Rule #4: One Source Doesn't Equal Proof
It seems pretty simple. You find a death certificate for your grandfather which lists not only his date of death and place of burial, but also his place of birth and his parents' names. Time to enter the information into your family tree and then move on to tracking down Great-grandpa, right? Nope, sorry. One source just isn't enough to constitute proof, especially when it is a secondary source -- as death certificates are for the date of birth and other information which do not relate directly to the death. I searched for my great, great-grandmother for years under the maiden name MARIN because that is what my grandmother remembered. Then, wasted some more time with the maiden name MOORE (pun intended), because that is what I found listed on the death certificate. Both wrong, of course. The actual name was close enough (MEARES), but close doesn't count in genealogy any more than it does in multiple choice.
Before arriving at a conclusion in your genealogy research, you must first conduct a reasonably exhaustive search for all pertinent information. Logically, this means trying to find several different sources for the same information, to give you the best chance at arriving at a well-researched, substantiated conclusion.
More: Evidence or Proof? How to Prove Family Tree Connections
Rule #5: Squeeze Out Every Bit of Detail from Sources
Do you remember all of those records you've looked during the course of creating your family tree?

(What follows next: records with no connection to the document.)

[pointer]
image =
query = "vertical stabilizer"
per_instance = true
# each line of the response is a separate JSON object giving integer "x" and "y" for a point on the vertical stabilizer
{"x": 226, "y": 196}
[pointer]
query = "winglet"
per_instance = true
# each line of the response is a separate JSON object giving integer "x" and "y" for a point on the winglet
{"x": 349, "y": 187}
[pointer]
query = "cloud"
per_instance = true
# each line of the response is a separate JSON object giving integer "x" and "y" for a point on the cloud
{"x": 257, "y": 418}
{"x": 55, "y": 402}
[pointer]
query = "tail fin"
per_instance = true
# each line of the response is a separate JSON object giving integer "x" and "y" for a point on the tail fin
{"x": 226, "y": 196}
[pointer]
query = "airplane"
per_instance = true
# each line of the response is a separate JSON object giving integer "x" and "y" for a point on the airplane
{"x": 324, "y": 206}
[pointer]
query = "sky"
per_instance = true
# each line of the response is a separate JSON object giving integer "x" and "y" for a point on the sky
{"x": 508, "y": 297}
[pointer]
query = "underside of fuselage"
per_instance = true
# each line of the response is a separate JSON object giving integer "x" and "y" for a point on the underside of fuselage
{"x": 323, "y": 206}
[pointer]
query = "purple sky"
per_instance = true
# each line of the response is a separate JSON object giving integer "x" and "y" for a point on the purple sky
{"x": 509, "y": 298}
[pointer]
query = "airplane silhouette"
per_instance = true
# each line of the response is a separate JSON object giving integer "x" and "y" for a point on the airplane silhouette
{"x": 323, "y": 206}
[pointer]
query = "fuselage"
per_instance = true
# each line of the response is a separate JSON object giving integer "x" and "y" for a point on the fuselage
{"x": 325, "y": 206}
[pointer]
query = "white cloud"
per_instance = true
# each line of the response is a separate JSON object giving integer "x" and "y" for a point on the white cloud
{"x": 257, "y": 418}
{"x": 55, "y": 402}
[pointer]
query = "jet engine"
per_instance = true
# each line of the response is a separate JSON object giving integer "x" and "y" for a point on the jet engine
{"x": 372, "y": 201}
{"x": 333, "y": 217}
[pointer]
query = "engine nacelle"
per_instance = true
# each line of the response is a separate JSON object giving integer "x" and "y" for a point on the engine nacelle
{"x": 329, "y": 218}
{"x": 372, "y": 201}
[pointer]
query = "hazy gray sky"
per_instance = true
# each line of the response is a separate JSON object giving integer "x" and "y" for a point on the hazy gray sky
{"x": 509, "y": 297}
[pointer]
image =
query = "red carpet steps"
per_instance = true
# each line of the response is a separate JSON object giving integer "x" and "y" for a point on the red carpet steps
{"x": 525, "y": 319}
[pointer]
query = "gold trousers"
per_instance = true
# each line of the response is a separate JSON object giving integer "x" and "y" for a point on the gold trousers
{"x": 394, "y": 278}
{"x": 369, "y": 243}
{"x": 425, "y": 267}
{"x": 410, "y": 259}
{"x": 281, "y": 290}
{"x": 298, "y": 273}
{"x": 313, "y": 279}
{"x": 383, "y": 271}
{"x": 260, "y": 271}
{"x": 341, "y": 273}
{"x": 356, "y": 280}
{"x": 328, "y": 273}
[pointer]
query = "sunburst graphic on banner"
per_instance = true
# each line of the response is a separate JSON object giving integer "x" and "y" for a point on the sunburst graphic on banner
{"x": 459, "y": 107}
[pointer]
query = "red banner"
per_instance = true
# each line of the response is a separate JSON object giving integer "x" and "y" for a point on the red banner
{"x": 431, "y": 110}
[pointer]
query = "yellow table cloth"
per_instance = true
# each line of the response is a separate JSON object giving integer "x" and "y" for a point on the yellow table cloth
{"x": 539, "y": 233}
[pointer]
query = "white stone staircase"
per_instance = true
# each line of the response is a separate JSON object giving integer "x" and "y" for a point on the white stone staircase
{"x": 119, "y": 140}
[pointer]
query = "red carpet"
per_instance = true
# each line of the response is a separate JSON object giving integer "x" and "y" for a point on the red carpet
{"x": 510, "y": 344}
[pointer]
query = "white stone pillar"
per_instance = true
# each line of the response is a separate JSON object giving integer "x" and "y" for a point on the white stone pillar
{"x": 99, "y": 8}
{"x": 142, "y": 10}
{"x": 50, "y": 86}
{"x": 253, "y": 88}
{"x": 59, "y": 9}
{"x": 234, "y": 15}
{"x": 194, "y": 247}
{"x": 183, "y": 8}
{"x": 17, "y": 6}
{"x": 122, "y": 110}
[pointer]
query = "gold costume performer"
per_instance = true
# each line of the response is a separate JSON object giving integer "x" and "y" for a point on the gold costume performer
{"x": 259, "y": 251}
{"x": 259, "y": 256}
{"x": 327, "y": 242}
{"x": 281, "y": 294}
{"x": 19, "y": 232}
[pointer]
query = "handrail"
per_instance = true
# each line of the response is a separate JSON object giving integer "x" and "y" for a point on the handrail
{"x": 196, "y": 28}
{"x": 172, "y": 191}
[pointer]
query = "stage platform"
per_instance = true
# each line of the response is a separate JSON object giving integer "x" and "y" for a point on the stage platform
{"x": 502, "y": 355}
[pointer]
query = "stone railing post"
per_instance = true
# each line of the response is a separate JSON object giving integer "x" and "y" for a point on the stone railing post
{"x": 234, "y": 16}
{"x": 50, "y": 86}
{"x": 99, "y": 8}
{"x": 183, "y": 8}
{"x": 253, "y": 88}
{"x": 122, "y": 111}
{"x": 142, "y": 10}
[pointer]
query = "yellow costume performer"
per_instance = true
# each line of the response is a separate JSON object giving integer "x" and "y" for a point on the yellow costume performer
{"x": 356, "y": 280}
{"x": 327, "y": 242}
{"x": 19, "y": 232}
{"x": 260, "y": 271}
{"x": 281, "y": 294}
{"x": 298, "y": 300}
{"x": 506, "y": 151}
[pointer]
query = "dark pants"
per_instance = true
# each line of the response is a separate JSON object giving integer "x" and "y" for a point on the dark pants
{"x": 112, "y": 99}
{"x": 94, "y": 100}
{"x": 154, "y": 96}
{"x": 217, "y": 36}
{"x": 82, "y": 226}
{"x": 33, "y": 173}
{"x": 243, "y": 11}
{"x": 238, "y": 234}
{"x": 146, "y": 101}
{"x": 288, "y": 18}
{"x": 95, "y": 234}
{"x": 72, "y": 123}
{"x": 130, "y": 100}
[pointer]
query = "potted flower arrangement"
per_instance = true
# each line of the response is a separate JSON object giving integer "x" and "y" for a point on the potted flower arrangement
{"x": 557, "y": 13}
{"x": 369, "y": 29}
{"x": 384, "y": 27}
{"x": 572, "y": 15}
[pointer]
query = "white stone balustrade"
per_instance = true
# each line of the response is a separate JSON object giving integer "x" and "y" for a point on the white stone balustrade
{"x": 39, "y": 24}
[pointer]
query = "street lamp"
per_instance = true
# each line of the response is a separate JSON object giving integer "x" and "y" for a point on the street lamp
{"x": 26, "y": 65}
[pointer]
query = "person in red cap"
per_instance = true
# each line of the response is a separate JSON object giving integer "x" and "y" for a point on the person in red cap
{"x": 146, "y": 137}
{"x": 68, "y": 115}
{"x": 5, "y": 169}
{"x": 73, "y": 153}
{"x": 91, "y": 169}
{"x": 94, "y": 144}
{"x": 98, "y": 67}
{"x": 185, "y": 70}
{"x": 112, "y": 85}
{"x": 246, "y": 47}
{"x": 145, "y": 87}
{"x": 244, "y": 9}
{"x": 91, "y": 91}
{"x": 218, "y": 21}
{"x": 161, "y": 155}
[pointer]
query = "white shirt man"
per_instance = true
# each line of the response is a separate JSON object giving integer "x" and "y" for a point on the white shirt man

Do you really think there is nothing more to be learned from them? Pull them back out for your more difficult ancestors and take another look at every single detail and ask yourself what that detail can possibly tell you about your ancestor. In her Advanced Methodology class at the Institute of Historical and Genealogical Research, Elizabeth Shown Mills teaches genealogists that there is almost always some other little clue that can be squeezed out of a record. Say, for example, that you find your ancestor in a list of individuals which records the amounts paid to each individual for appearing in court as a witness to a court case (commonly found in county Court Order or Witness books). If the amounts are different for different individuals, have you ever wondered why? This simple little clue may help you approximate how far the individual lived from the Court House (as payments generally included a base stipend plus mileage) and place them approximately on a map (in an arc or circle from the courthouse) even if they never owned land. This information can then be correlated with the names of neighbors from census and tax records to possibly narrow his location down even further. Knowing exactly where your ancestor lived is a gold mine for determining potential family relationships!
The next time you see something in a record that you don't understand, or doesn't make sense, or just seems of no use - look at it again. Use Google or ask a question on your favorite genealogy mailing list to learn exactly what the record might be telling you. Learn why the record was created, the laws of the time and location which may impact its meaning and what each piece of information really means.
Don't Stop Now...Share the Wealth!Family trees are meant for sharing. Unfortunately, however, you'll probably find that most of your relatives could care less about the jumbled (to them) collection of facts, notes, and sources that constitute your genealogy database. If you weave all of those names and dates into a story, however, you may find they are interested despite themselves. And "interested" means you'll probably find them more receptive to sharing what they know. Take some time out from your research today to get some of your information into published form, whether it is creating a CD of collected family photos, a family cookbook of collected recipes, or a written history of the family. Even something as simple as framing a copy of Great-granddad's family in the 1930 census is a form of publishing - and makes a great conversation piece too! It's okay if your genealogy isn't "finished." Believe me - it never will be. Just include what you know, taking the time to carefully document your sources. Don't be afraid to use "weasel words" such as probably, possibly, and maybe for information you aren't sure about. As long as you're careful to explain what is fact and what is still guesswork, your family tree will grow for the sharing.